軽く地面に四つん這いになって項垂れていると、ルシエルが話しかける。
「と言う訳で私がお姉さんです。良いですね」
「…分かったわよ」
スクリプトを並べられてプレゼンをされたスフェーンはそこで軽くため息を漏らす。
「そろそろ行こ」
「えぇ、そろそろ向こうでは朝の時間ですからね」
そう言いルシエルはスフェーンと手を取ると、そのまま軽く抱き合うように地面に横になる。
「…ルシエル」
そしてそこでスフェーンは話しかける。
「どうかしましたか?」
唐突に話しかけて来た彼女にルシエルはスフェーンを見る。
「…我儘に付き合ってくれてありがとね。
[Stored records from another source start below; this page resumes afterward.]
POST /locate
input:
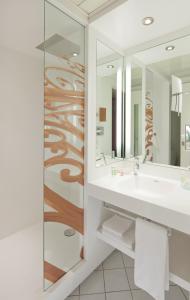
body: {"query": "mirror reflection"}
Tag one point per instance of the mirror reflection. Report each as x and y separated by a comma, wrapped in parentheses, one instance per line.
(167, 102)
(109, 102)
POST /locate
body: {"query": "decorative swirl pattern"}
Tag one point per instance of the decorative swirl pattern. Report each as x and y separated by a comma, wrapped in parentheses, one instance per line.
(64, 145)
(149, 129)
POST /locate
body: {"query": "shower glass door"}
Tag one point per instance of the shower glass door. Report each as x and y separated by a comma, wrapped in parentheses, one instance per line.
(63, 143)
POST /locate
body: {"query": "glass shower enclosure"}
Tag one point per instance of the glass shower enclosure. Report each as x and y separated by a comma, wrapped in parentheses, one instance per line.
(64, 97)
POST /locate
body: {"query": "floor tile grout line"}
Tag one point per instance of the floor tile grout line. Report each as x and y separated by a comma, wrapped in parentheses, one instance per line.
(126, 275)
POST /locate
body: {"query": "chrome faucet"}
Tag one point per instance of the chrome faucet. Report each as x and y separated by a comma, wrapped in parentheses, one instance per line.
(136, 166)
(145, 157)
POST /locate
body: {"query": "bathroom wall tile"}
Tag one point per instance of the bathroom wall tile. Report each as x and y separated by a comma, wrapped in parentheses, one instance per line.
(115, 280)
(93, 284)
(128, 261)
(114, 261)
(130, 275)
(93, 297)
(119, 296)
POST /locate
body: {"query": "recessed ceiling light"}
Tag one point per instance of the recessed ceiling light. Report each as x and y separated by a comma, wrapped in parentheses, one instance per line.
(75, 54)
(170, 48)
(110, 66)
(148, 21)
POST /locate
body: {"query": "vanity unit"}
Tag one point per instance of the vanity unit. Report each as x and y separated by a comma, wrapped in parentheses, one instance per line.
(146, 99)
(153, 197)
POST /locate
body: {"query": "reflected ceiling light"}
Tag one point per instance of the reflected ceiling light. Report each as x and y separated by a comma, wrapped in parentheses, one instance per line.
(75, 54)
(148, 21)
(110, 66)
(170, 48)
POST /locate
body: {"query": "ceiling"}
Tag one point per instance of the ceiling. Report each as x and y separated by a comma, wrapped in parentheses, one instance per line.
(158, 53)
(124, 27)
(167, 63)
(89, 6)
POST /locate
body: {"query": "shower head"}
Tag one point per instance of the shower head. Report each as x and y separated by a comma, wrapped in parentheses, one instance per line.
(59, 46)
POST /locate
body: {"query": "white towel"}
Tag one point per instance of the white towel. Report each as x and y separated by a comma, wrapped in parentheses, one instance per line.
(117, 225)
(177, 97)
(151, 258)
(128, 237)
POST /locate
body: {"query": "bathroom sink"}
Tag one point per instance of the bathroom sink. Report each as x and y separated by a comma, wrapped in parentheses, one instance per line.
(146, 186)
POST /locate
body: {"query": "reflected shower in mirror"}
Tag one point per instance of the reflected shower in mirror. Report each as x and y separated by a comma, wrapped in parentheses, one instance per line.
(133, 110)
(167, 111)
(109, 103)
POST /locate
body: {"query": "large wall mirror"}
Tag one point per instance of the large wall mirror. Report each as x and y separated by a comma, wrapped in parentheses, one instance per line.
(109, 105)
(167, 102)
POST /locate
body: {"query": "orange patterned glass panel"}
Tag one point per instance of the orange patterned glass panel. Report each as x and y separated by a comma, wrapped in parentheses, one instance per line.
(64, 145)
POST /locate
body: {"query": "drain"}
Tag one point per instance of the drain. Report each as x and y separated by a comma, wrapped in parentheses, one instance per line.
(69, 232)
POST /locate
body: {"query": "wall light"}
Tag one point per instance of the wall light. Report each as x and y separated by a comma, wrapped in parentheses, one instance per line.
(170, 48)
(148, 21)
(110, 66)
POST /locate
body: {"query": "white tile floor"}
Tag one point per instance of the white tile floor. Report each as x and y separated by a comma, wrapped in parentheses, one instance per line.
(114, 280)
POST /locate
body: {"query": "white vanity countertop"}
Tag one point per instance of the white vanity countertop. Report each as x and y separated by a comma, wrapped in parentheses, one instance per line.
(161, 200)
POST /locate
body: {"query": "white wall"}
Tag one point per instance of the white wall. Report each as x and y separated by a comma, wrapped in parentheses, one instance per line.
(21, 141)
(21, 150)
(159, 88)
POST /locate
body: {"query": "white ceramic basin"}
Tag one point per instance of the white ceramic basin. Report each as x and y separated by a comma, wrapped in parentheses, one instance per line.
(146, 186)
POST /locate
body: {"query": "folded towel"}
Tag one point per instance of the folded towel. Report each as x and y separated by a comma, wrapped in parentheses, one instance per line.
(128, 237)
(151, 258)
(117, 225)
おねーちゃん」
「…改めて言われるとむず痒いですね」
ルシエルは思わずそう返してしまうと、スフェーンは言う。
「言われ慣れていないとどうしてもね」
そう言いスフェーンはそのままルシエルと額を合わせると、二人は目を閉じて無色界から離れた。
「…んっ」
そこで目を覚まし、敷布団の温もりを感じながらゆっくりと瞼を開けた彼女はほんのりと日の光が差し込む部屋を見る。
「ふんん〜っ!」
そして腕を出し、布団の中で伸びをすると、そのまま部屋の冷気を少しずつ布団の中に入れて体を慣れさせながらモゾモゾと布団の中で芋虫となって体をくねくねと動かす。
「寒…」
そしてそのまま彼女は体を起こすと、敷布団を畳んで新しく宿泊した民宿の狭い部屋で窓を開ける。
「うわっ、眩しっ」
そこで差し込んだ太陽光に一瞬視界が真っ白になる。
場所は下馬駅の近くの民宿。いくら山間の温泉街が有名とは言え、下の方の街でも温泉は湧き出ている。
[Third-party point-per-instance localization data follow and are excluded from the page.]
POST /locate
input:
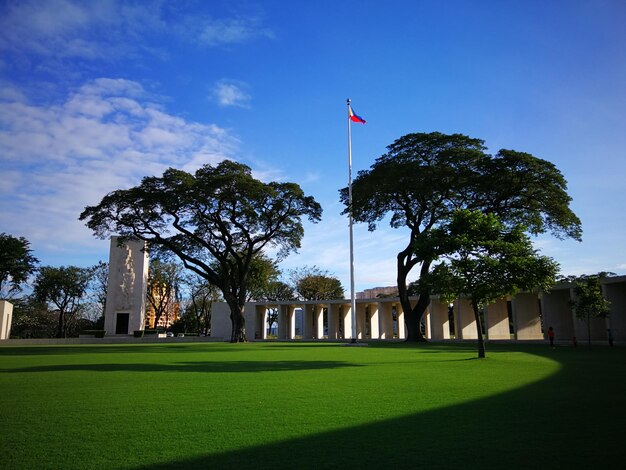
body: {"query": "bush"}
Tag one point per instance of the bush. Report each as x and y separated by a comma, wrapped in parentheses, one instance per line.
(96, 333)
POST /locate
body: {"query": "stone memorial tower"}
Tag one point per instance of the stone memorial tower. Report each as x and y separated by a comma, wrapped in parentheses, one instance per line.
(126, 292)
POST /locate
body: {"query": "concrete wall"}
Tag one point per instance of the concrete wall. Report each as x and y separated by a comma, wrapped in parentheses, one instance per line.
(497, 320)
(127, 283)
(6, 318)
(378, 313)
(526, 319)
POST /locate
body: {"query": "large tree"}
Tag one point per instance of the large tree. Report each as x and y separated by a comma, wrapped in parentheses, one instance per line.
(313, 283)
(483, 261)
(16, 264)
(219, 214)
(64, 289)
(423, 178)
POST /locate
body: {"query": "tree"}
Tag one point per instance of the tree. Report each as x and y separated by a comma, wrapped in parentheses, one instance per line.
(32, 319)
(588, 300)
(16, 264)
(424, 178)
(162, 294)
(484, 260)
(263, 271)
(97, 291)
(219, 214)
(65, 289)
(201, 298)
(313, 283)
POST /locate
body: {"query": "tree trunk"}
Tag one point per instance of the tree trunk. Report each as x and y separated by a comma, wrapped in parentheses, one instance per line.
(60, 328)
(412, 315)
(238, 322)
(481, 341)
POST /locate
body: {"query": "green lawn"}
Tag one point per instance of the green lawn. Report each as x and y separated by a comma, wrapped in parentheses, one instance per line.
(305, 405)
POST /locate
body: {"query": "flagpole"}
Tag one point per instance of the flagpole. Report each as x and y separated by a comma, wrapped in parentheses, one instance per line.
(352, 294)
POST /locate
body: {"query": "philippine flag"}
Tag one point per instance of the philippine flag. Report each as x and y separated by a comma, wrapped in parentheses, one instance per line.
(354, 117)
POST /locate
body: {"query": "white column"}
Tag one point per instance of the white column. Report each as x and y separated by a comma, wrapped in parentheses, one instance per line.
(318, 321)
(497, 320)
(6, 318)
(386, 320)
(400, 318)
(464, 322)
(307, 322)
(439, 322)
(360, 320)
(527, 322)
(347, 321)
(333, 321)
(374, 325)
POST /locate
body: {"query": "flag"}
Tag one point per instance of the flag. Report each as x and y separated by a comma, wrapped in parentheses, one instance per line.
(354, 117)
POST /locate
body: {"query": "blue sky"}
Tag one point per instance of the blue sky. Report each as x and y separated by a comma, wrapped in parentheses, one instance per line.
(94, 95)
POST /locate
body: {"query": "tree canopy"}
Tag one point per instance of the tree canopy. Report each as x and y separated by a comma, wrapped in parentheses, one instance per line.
(219, 214)
(589, 302)
(16, 263)
(425, 177)
(483, 260)
(65, 289)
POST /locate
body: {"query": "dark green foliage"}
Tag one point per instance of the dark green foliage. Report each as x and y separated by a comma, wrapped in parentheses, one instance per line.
(16, 264)
(484, 260)
(313, 283)
(424, 178)
(589, 302)
(220, 214)
(64, 289)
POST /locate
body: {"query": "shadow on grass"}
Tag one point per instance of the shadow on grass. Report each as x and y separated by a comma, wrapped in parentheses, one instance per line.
(563, 421)
(50, 350)
(203, 367)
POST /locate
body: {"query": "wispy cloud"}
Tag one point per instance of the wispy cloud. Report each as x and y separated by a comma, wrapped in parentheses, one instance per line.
(231, 93)
(216, 32)
(106, 135)
(58, 30)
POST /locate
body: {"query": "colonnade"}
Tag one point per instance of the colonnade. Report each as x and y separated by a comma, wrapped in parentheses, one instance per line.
(525, 316)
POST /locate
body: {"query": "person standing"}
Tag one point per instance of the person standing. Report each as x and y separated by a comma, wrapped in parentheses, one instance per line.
(551, 336)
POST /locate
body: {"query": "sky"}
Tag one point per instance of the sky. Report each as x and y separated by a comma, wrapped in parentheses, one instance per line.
(95, 95)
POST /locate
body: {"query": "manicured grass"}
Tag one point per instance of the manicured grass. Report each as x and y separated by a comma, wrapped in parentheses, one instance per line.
(311, 405)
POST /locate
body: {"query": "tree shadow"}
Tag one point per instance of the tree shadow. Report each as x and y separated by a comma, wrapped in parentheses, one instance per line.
(202, 367)
(548, 422)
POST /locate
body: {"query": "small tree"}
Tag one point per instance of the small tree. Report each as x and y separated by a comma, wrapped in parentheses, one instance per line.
(65, 289)
(16, 264)
(200, 303)
(313, 283)
(588, 300)
(484, 261)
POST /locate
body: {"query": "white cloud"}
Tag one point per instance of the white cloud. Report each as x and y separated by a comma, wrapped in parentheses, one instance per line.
(231, 93)
(107, 135)
(216, 32)
(105, 29)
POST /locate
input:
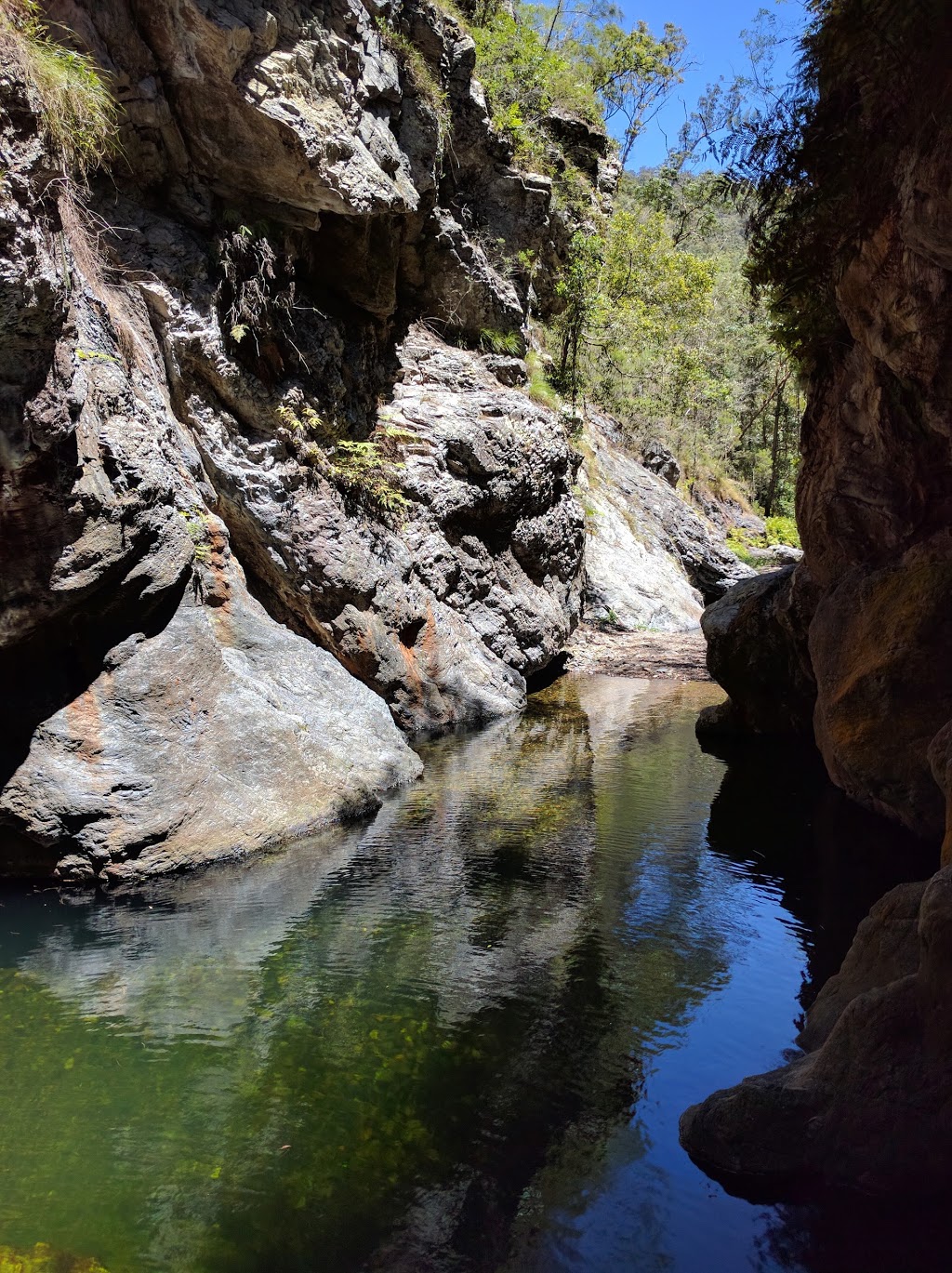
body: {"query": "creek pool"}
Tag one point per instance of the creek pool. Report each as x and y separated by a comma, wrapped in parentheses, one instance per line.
(457, 1037)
その為、今泊まっている民宿にも銭湯形式で温泉が用意されていた。
「あぁ〜」
スフェーンはそこで軽く鼻を指でかくと、置いてあった煙草とライターを手に取って部屋で吸う。
「ふぅ…」
するとそこでスフェーンは自分の着ていた浴衣がブカブカになっていることに気がつく。
「あれ?」
それに違和感を感じて色々と体を見回すと、自分の体がいつものあの少女の体になっている事を認識する。
『黒ずくめの奴らに毒薬を飲まされ、目が覚めたら…』
「体が縮んでしまっていた。…って、なんで私が高校生探偵してんだよ」
ルシエルにスフェーンはそう突っ込むと、理由が分かりきっている若返りにスフェーンは部屋の鏡を見る。
「あぁ…」
そこでスフェーンは本来の姿の自分と、目の色が変わった顔を見る。
「ルシエルの目だ」
軽く左目を触り、そこで虹色に光を反射する瞳を見る。
「ふふふ…」
少しだけ笑うと、彼女は呟く。
「すごいなぁ、体の改造もお手のものだって!」
『そうですね』
そこでルシエルは体を改造してそれに興奮しているスフェーンに少し危なさを感じながら、姉として手綱をしっかりと握ろうと思っていた。